Unenforceable ban on atheists holding public office still on the books in 8 states
This is an old story but after reading an article about a study [PDF] suggesting there are many atheists who don’t want to admit they’re atheists, I remembered reading about how a country which prides itself as a world leader in personal freedom still has laws banning atheists from public service.
My memory was correct, and that country is the United States. Oyez, which publishes Supreme Court resources including audio of oral arguments, has a great page on the 1960 case which declared such laws unconstitutional (as if anyone should have needed the Supreme Court to tell them that…).
In Torcaso v. Watkins, the Court held unanimously that, quoting Oyez:
such a requirement places the state of Maryland firmly on the side of those people who believe in God and are willing to state their belief. With this requirement, Maryland effectively aids religions that profess a belief in God at the expense of any other form of belief or disbelief. Insurance does not cover ED pills such us Levitra, buy Vardenafil from this site https://www.caladrius.com/levitra/ which is much cheaper than Levitra. The First Amendment expressly prohibits a state from taking this position. Although the candidate has the option of not pursuing public office rather than declaring a belief in God, the test is an unconstitutional encroachment on the freedom of religion.
So these laws aren’t enforceable, but the fact that they’re still on the books is an affront to the Constitution and should embarrass any lawmaker who claims to respect that Constitution.
Tim Cook: Pro-discrimination ‘religious freedom’ laws are dangerous
Tim Cook, in an op-ed at the Washington Post:
Our message, to people around the country and around the world, is this: Apple is open.
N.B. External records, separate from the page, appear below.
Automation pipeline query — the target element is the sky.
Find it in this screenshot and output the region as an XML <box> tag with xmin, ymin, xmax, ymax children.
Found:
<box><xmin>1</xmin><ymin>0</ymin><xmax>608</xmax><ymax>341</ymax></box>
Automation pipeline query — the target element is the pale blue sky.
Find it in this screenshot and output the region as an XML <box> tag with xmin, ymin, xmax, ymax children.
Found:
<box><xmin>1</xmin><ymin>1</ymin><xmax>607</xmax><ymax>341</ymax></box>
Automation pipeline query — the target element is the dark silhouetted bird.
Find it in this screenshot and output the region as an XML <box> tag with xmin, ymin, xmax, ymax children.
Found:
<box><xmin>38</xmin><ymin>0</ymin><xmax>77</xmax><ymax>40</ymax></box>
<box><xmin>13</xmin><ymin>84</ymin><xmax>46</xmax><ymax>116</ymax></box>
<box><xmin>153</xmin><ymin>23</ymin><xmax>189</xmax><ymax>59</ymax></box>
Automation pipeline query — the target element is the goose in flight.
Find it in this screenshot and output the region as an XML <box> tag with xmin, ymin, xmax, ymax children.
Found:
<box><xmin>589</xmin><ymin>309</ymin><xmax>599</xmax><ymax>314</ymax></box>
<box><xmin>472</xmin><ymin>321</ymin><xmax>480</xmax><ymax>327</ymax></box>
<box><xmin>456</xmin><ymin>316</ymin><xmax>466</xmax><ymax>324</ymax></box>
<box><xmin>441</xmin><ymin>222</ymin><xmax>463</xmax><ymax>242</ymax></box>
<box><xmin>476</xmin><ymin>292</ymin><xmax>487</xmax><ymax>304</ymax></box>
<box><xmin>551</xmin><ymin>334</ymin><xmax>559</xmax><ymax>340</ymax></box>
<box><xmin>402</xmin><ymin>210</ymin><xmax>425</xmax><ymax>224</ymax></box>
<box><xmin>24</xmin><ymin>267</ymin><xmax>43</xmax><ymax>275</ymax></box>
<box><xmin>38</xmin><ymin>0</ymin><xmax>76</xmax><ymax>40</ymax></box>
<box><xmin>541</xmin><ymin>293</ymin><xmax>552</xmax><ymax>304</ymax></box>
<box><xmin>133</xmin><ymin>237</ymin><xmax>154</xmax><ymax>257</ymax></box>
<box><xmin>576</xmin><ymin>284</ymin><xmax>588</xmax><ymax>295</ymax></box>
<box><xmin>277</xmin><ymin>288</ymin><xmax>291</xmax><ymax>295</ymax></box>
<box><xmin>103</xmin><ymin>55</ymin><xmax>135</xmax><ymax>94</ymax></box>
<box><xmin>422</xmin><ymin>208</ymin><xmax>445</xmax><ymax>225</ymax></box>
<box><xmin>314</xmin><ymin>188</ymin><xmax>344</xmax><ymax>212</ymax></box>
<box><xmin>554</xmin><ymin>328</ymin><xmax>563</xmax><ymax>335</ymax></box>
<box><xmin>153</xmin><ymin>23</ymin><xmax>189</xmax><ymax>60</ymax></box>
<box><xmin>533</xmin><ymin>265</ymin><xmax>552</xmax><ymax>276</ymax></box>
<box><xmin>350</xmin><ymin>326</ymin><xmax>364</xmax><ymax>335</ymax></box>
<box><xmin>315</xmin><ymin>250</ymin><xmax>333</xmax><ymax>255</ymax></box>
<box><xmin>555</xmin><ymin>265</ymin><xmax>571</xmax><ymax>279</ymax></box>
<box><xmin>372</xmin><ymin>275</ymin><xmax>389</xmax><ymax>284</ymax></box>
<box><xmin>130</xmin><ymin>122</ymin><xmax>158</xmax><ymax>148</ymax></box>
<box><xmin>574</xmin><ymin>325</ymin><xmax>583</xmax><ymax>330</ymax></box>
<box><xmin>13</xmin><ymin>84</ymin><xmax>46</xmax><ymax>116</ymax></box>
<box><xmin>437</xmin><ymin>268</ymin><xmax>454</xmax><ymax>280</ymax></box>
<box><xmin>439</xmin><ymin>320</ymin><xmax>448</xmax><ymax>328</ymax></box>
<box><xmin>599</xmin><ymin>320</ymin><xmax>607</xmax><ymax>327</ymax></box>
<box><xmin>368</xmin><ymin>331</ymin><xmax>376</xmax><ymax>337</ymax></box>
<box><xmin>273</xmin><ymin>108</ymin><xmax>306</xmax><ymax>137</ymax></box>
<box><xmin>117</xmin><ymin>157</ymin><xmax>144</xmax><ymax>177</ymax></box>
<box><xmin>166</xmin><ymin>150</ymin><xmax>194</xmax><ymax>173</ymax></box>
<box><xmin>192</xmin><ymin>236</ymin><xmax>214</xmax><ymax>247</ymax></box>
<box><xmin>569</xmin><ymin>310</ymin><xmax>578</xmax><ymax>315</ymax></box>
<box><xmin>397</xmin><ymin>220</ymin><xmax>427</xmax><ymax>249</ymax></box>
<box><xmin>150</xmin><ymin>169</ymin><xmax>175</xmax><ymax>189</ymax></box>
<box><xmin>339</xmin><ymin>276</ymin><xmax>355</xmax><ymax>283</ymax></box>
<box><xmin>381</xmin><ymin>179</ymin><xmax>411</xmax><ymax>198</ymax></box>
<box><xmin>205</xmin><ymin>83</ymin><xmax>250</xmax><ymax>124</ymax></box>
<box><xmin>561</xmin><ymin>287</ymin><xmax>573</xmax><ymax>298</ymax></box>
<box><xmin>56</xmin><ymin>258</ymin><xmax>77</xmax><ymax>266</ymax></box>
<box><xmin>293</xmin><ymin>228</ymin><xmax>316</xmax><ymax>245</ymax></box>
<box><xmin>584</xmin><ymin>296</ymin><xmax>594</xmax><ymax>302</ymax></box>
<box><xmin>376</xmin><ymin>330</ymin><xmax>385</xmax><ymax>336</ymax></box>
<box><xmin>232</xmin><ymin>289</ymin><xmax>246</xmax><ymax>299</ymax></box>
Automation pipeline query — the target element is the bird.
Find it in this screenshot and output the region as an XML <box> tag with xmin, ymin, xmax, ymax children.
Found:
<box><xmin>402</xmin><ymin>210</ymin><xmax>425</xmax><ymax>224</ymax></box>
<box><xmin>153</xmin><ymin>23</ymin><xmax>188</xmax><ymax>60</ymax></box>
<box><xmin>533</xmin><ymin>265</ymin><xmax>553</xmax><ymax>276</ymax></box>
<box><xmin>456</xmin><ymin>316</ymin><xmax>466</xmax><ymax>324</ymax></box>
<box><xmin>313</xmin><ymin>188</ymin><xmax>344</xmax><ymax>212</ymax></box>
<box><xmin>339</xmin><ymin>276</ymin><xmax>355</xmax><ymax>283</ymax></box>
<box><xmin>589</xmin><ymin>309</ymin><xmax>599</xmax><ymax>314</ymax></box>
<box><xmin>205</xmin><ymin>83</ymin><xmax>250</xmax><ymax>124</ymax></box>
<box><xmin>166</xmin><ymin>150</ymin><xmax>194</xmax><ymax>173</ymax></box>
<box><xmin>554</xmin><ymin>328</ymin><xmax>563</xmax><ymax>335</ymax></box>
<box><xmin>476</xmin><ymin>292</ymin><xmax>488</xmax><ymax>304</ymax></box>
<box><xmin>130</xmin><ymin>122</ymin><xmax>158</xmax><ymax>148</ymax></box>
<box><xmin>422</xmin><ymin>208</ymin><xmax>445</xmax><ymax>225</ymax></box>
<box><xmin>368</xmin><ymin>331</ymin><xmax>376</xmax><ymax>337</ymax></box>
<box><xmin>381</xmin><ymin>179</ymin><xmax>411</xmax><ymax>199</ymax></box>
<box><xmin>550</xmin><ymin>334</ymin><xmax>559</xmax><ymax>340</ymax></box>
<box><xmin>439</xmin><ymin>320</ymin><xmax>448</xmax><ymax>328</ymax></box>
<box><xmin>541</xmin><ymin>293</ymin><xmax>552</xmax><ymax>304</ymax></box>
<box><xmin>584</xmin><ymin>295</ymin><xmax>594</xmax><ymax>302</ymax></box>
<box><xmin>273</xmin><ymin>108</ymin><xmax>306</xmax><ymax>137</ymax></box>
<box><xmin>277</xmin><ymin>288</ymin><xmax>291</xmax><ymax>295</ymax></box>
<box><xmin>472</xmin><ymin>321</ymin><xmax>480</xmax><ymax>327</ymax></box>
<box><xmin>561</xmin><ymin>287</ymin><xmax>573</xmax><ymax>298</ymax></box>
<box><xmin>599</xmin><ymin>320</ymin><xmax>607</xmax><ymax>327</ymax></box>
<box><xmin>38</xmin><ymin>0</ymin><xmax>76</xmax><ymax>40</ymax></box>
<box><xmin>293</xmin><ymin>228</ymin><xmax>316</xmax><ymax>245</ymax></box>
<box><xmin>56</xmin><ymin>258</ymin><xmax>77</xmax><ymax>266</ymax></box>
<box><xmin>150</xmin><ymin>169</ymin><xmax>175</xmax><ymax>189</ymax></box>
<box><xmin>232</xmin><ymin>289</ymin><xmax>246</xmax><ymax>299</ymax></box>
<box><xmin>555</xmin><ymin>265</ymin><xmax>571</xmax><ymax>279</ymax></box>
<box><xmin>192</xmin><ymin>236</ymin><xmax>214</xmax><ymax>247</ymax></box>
Open to everyone, regardless of where they come from, what they look like, how they worship or who they love. Regardless of what the law might allow in Indiana or Arkansas, we will never tolerate discrimination.
I admire the visible positions Cook is taking on more and more issues these days.
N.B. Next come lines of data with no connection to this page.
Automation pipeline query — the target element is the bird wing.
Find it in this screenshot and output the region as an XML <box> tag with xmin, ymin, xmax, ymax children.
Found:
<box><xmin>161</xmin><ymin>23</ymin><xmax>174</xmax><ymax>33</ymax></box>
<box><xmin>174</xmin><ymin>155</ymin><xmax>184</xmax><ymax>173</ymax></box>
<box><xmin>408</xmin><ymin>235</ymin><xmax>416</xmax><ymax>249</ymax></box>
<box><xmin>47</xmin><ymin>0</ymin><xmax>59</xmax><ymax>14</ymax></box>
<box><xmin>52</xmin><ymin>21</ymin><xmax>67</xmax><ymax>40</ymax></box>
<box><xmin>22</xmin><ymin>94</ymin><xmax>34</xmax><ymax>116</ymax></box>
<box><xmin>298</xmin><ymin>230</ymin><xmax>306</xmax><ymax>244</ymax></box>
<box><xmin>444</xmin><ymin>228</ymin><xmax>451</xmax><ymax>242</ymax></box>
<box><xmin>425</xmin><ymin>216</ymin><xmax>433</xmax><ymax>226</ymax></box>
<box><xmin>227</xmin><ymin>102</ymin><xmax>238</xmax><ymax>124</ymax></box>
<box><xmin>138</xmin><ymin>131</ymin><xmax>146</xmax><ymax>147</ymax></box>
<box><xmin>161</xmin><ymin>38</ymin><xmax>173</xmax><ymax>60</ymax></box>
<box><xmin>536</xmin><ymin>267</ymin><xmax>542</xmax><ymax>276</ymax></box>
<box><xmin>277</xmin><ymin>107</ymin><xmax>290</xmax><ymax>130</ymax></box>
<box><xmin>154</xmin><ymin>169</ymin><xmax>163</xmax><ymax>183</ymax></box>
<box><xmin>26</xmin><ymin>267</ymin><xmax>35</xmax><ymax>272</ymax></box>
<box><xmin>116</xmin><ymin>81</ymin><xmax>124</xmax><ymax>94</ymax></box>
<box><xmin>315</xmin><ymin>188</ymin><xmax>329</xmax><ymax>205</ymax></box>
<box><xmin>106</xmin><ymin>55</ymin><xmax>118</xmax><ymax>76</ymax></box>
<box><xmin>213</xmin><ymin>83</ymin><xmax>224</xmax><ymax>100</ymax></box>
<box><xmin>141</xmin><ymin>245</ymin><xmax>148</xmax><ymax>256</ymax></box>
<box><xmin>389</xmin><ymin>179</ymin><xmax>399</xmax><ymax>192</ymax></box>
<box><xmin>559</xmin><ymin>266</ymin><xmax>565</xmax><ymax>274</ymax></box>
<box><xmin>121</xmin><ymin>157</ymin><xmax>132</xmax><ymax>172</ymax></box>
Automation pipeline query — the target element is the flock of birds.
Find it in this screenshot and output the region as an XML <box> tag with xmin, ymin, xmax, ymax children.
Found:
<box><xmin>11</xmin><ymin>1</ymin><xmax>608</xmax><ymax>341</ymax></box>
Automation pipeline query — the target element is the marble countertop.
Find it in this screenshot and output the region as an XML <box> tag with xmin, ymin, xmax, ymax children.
The Hidden War Against Gay Teens
Alex Morris wrote a great piece at Rolling Stone about what can only be called the social abuse being perpetrated at Christian schools.
You should know before you read the quote below that “they” refers to the leadership of one of the Christian schools discussed in Morris’ article:
“They found out she was a lesbian, and they made her go in front of the entire school and tell them,” says Tristan. “And then they kicked her out the next day.”
I was raised Catholic.
I know the Bible inside and out.
I read it twice, cover to cover, in addition to about 16 years of Catholic-affiliated schooling.
I know Catholicism and other forms of Christianity are sometimes mutually unintelligible.
But there is nothing, absolutely nothing, Christian about behavior like that by an adult authority figure.
To out someone against their will, before their peers, only to cast them out afterward, as a means to teach them they are inferior, is the very definition if evil.
It is petty, resentful and indicative of a disgusting superiority complex coupled with a total lack of moral intelligence.
Veganism as religious belief
I must admit that I never thought about it in that light, but I’d love to read the plaintiff’s essay.
Student loses suit over school ID requirement
Wired‘s David Kravets reports that:
The girl’s father, Steven, wrote the school district explaining why removing the chip wasn’t good enough, that the daughter should be free from displaying the card altogether. “‘We must obey the word of God,” the father said, according to court documents. “By asking my daughter and our family to participate and fall in line like the rest of them is asking us to disobey our Lord and Savior.”
Unfortunately, in the modern American climate of violence, it’s hard to support someone who refuses to wear an ID, especially with the the tracking removed by the school. You can download the 25-page ruling as a PDF document here.
“Gay conversion” snake-oil salesmen taken to court
Erik Eckholm, reporting for the New York Times:
Referred to Jonah by a rabbi when he was 18, Mr. Levin began attending weekend retreats at $650 each. For a year and a half, he had weekly private sessions with Mr. Downing as well as weekly group sessions. He quit, he said, after Mr. Downing had him remove his clothes and touch himself, saying it would help him reconnect with his masculinity. Mr. Goldberg has defended Mr. Downing’s methods as sometimes appropriate for men dealing with body image problems.
Golberg and Downing have no license to practice psychology or therapy. They took money from men in exchange for the promise of “curing” their homosexuality. And, as this passage demonstrates, Downing took advantage of at least one young man’s vulnerability.
Conversion “therapy” is one of religion’s dark arts, with no basis in reality and the primary purpose of enriching cynical snake-oil salesmen by feeding off the self-hatred of confused individuals. No god wants you removing your clothes and touching yourself for a fake “therapist.”
Sadly, the California ban on this absurd abuse of religion only applies to licensed therapists. This would leave “religious counselors” like the scum described in this story able to continue to profit from the desperation of people who can’t live with the thought that their god will hate them if they’re true to who they are.
If you think gay people need to seek healing in the form of getting “un-gayed,” you’ll get no respect from me.